The find utility can be useful once you know there’s a problem. For example the command:

find / -type f -size +20000 -print

will list every file bigger than 20000 blocks (10MB if you have 512-byte blocks) while:

find / -type f -atime +7 -print

will find every file not accessed for the last week or more (using mtime instead of atime lists files not modified in the last week).

For more general information about where the disk space is going use du, which summarises the disk space occupied by the files within each directory. Since each directory will be associated with a user or project, it indirectly indicates who is using all the disk space. This information won’t help in a crisis but is invaluable when it comes to cleaning up afterwards and trying to ensure it doesn’t happen again.

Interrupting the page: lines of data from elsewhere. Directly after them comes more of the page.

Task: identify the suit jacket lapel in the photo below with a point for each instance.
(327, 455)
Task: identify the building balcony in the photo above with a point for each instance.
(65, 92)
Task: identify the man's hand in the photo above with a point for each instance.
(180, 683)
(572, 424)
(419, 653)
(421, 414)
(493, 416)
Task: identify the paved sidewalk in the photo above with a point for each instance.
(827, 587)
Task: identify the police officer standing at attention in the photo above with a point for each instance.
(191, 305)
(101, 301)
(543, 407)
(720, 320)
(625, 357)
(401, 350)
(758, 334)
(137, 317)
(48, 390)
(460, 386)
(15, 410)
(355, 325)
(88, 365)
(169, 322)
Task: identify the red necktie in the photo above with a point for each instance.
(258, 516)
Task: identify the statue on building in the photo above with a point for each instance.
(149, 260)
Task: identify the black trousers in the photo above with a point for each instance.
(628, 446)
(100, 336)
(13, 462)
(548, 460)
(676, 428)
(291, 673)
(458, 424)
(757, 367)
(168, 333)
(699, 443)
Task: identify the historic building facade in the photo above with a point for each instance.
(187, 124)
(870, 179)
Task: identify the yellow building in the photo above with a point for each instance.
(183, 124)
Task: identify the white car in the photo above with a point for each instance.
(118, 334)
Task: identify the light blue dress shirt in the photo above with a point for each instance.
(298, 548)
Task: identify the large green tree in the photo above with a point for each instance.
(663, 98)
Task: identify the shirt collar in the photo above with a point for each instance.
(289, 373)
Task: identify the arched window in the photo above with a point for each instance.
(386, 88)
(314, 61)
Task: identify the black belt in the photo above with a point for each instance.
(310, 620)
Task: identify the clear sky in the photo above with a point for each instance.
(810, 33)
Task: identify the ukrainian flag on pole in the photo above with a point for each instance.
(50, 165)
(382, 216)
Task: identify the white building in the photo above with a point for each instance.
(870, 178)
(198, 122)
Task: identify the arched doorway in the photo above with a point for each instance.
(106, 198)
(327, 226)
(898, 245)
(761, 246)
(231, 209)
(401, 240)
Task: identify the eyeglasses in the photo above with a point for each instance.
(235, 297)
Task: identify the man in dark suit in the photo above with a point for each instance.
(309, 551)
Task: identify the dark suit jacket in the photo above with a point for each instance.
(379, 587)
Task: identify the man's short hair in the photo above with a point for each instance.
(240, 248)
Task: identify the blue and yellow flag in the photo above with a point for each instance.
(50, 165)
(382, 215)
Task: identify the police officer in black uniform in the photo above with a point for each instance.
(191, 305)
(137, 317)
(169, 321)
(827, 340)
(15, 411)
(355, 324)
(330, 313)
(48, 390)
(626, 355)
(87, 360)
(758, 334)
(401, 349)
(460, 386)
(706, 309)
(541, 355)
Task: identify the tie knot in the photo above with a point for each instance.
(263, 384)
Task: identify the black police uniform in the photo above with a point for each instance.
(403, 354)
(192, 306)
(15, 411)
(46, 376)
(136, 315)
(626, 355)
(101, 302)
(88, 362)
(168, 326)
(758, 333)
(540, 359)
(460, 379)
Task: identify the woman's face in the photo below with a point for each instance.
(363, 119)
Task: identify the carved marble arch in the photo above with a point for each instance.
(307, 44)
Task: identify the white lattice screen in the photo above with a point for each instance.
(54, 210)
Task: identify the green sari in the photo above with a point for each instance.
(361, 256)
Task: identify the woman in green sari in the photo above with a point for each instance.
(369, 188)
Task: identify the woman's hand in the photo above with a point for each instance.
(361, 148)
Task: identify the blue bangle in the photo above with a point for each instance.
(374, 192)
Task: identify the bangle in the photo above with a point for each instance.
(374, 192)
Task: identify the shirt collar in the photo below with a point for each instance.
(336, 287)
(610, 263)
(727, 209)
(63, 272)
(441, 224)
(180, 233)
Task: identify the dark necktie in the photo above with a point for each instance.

By default the information from du is sorted by directory name, which may not be too helpful. Use the command:

du –s * | sort -nr

for a list sorted by size, starting with the largest.

In addition to running du whenever there is a disk space shortage it should be run routinely once every day or two. It can be run automatically by cron, with the output directed to a file whose name reflects the date. That way there is a record of changes in the pattern of disk space usage over longer periods of time. Such a record will obviously be useful for long-term planning.